Candi Sumberawan terletak di desa Toyomarto, Kecamatan Singosari, Kabupaten Malang,
+/- 6 Km, di sebelah Barat Laut Candi Singosari, candi ini dibuat dari batu andesit dengan
ukuran P. 6,25m L. 6,25m T. 5,23m dibangun pada ketinggian 650 mDPL, di kaki bukit
Gunung Arjuna. Pemandangan di sekitar candi ini sangat indah karena terletak di dekat
sebuah telaga yang sangat bening airnya. Keadaan inilah yang memberi nama Candi Rawan.
Cirri-cirinya:
Candi ini terdiri dari kaki dan badan yang berbentuk stupa. Pada batur candi yang tinggi
terdapat selasar, kaki candi memiliki penampil pada keempat sisinya. Di atas kaki candi
berdiri stupa yang terdiri atas lapik bujur sangkar, dan lapik berbentuk segi delapan dengan
bantalan Padma, sedang bagian atas berbentuk genta (stupa) yang puncaknya telah hilang.
9. Candi Brahu
Candi Brahu dibangun dengan gaya dan kultur Buddha, didirikan abad 15 Masehi. Pendapat
lain, candi ini berusia jauh lebih tua ketimbang candi lain di sekitar Trowulan. Menurut buku
Bagus Arwana, kata Brahu berasal dari kata Wanaru atau Warahu. Nama ini didapat dari
sebutan sebuah bangunan suci seperti disebutkan dalam prasasti Alasantan, yang ditemukan
tak jauh dari candi brahu. Dalam prasasti yang ditulis Mpu Sendok pada tahun 861 Saka atau
9 September 939,
Cirri-cirinya:
Candi Brahu merupakan tempat pembakaran (krematorium) jenazah raja-raja Brawijaya.
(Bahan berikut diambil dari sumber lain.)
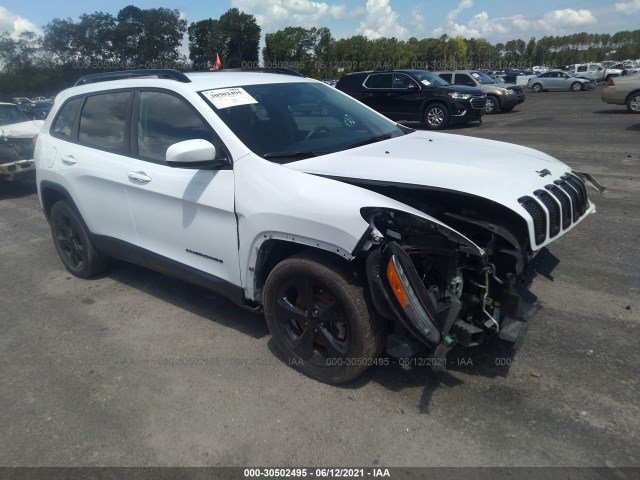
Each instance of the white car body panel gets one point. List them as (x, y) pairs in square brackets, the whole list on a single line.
[(98, 177), (194, 201), (21, 130), (278, 202), (501, 172)]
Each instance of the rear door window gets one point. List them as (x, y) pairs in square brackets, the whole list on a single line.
[(379, 80), (103, 121)]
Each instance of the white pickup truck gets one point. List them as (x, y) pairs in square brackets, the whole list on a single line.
[(16, 141)]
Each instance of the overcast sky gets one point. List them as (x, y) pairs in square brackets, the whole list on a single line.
[(497, 21)]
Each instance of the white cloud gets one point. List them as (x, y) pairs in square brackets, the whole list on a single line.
[(381, 21), (417, 22), (628, 8), (15, 24), (464, 5), (278, 14), (501, 28), (567, 18)]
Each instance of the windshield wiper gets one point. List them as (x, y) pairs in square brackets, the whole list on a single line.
[(274, 155), (367, 141)]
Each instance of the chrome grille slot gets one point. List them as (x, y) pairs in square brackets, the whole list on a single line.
[(554, 211), (573, 195), (565, 205), (539, 217)]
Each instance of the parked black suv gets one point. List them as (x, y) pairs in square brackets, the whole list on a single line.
[(415, 95)]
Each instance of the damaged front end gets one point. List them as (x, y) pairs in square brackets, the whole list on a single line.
[(439, 288)]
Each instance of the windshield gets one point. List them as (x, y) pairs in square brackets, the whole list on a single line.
[(289, 121), (10, 114), (483, 78), (429, 78)]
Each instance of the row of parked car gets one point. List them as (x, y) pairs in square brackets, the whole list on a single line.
[(438, 99), (36, 108), (442, 98)]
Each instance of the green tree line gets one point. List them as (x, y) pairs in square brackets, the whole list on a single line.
[(151, 38)]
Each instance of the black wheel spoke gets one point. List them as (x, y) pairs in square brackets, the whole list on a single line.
[(304, 343), (327, 312), (287, 311), (305, 291)]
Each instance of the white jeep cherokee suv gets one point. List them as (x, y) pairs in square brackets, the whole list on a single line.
[(352, 233)]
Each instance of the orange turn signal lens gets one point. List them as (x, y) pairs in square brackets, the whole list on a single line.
[(396, 285)]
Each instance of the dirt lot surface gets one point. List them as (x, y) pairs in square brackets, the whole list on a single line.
[(135, 368)]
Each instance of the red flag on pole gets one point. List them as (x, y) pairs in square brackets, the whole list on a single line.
[(218, 63)]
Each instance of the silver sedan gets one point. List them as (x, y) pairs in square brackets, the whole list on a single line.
[(558, 80)]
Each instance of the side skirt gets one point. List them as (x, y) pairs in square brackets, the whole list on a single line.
[(134, 254)]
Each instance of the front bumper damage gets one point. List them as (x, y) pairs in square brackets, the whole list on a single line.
[(423, 322), (439, 289)]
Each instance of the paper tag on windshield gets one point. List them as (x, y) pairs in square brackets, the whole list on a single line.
[(229, 97)]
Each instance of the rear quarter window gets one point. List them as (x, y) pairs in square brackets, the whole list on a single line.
[(62, 126)]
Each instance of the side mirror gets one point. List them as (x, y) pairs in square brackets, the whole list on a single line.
[(194, 154)]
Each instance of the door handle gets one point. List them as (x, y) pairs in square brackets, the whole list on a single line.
[(139, 177)]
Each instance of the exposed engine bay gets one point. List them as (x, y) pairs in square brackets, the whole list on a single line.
[(446, 287)]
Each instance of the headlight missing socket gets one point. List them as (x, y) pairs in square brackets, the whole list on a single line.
[(459, 96)]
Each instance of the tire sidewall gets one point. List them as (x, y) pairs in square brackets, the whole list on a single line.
[(357, 327), (445, 120), (93, 262), (636, 96), (494, 102)]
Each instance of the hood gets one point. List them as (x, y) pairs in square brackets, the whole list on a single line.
[(21, 130), (498, 171)]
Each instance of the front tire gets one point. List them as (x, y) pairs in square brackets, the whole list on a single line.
[(633, 103), (436, 116), (72, 242), (493, 105), (319, 318)]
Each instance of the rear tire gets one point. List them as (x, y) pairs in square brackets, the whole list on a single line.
[(320, 319), (633, 103), (72, 242), (436, 116)]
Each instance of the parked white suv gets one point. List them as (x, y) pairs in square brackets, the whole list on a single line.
[(354, 234)]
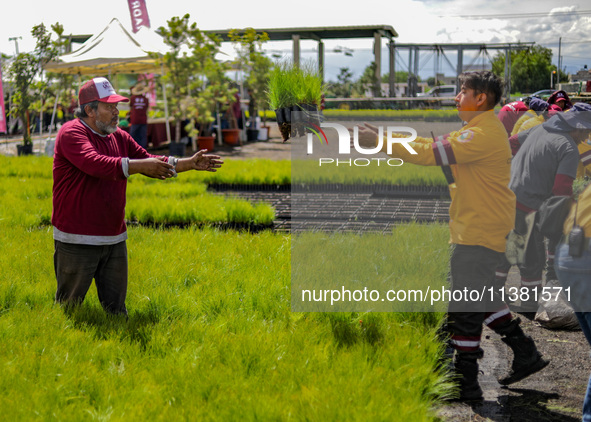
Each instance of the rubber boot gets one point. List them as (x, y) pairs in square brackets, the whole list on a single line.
[(526, 358), (466, 366)]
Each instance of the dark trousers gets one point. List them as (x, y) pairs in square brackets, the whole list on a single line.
[(77, 265), (473, 270), (535, 256)]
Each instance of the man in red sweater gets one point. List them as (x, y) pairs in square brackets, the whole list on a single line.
[(93, 159)]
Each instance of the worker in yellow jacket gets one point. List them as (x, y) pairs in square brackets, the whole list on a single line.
[(481, 215)]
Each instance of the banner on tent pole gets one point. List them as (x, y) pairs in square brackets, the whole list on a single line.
[(2, 111), (139, 14)]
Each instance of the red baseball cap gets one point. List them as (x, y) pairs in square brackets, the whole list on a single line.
[(99, 89)]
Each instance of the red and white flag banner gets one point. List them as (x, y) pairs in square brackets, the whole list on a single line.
[(139, 14)]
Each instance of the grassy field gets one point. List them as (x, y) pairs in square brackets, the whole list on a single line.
[(210, 334)]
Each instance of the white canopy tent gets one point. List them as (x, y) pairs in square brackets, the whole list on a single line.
[(114, 50)]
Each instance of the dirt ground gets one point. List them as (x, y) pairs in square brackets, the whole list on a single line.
[(554, 394)]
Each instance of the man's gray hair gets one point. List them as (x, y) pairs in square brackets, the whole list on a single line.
[(81, 112)]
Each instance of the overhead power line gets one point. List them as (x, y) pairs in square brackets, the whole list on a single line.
[(522, 15)]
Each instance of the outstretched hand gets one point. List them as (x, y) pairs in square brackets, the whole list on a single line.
[(206, 162), (367, 136)]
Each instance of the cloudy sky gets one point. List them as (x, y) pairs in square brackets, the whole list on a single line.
[(427, 21)]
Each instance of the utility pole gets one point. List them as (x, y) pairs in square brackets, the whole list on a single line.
[(559, 60), (15, 39)]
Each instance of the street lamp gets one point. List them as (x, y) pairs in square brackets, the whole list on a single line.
[(15, 39)]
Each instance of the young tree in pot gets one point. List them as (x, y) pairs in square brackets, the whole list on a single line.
[(296, 89), (256, 67), (181, 65), (23, 70), (211, 95)]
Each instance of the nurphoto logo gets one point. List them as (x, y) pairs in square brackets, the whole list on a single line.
[(345, 143)]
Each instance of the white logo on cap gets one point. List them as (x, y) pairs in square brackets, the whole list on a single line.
[(104, 87)]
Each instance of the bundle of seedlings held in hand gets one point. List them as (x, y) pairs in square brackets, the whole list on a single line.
[(295, 93)]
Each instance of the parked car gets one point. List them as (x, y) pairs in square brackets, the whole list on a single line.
[(543, 94), (448, 92)]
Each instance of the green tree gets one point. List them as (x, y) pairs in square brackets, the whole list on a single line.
[(255, 65), (343, 87), (23, 71), (530, 68), (194, 76)]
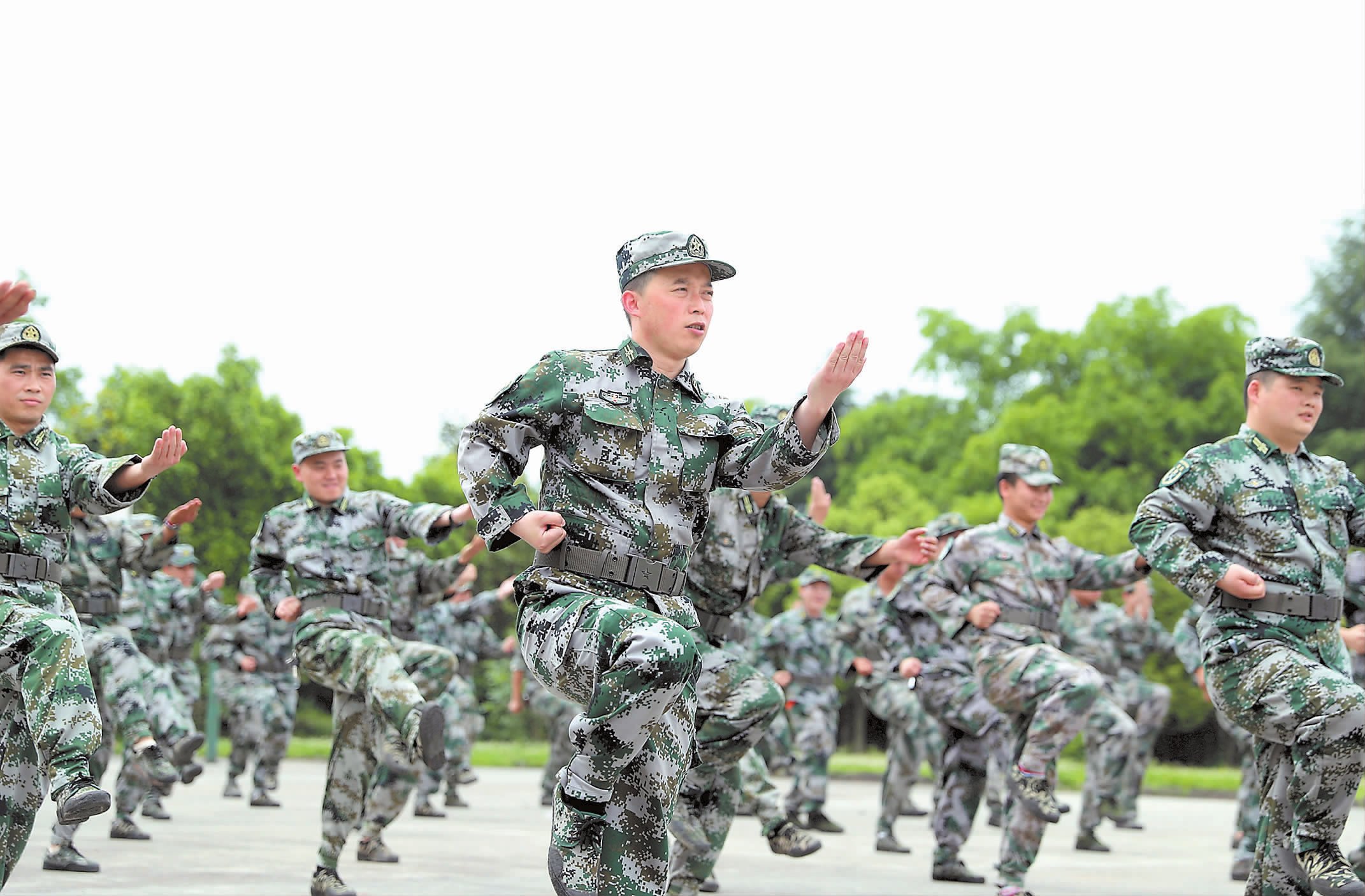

Anehnya dalam penelitian, tak ada satu pakarpun yang berhasil menemukan bekas abu mayat
dalam bilik candi. Lebih lebih setelah ada pemugaran candi yang dilakukan pada tahun 1990
hingga 1995.
10. Candi Sewu
Candi Sewu adalah candi Buddha yang berada di dalam kompleks candi Prambanan (hanya
beberapa ratus meter dari candi utama Roro Jonggrang). Candi Sewu (seribu) ini diperkirakan
dibangun pada saat kerajaan Mataram Kuno oleh raja Rakai Panangkaran (746 – 784). Candi
Sewu merupakan komplek candi Buddha terbesar setelah candi Borobudur, sementara candi
Roro Jonggrang merupakan candi bercorak Hindu.
Menurut legenda rakyat setempat, seluruh candi ini berjumlah 999 dan dibuat oleh seorang
tokoh sakti bernama, Bandung Bondowoso hanya dalam waktu satu malam saja, sebagai
prasyarat untuk bisa memperistri dewi Roro Jonggrang. Namun keinginannya itu gagal
karena pada saat fajar menyingsing, jumlahnya masih kurang satu.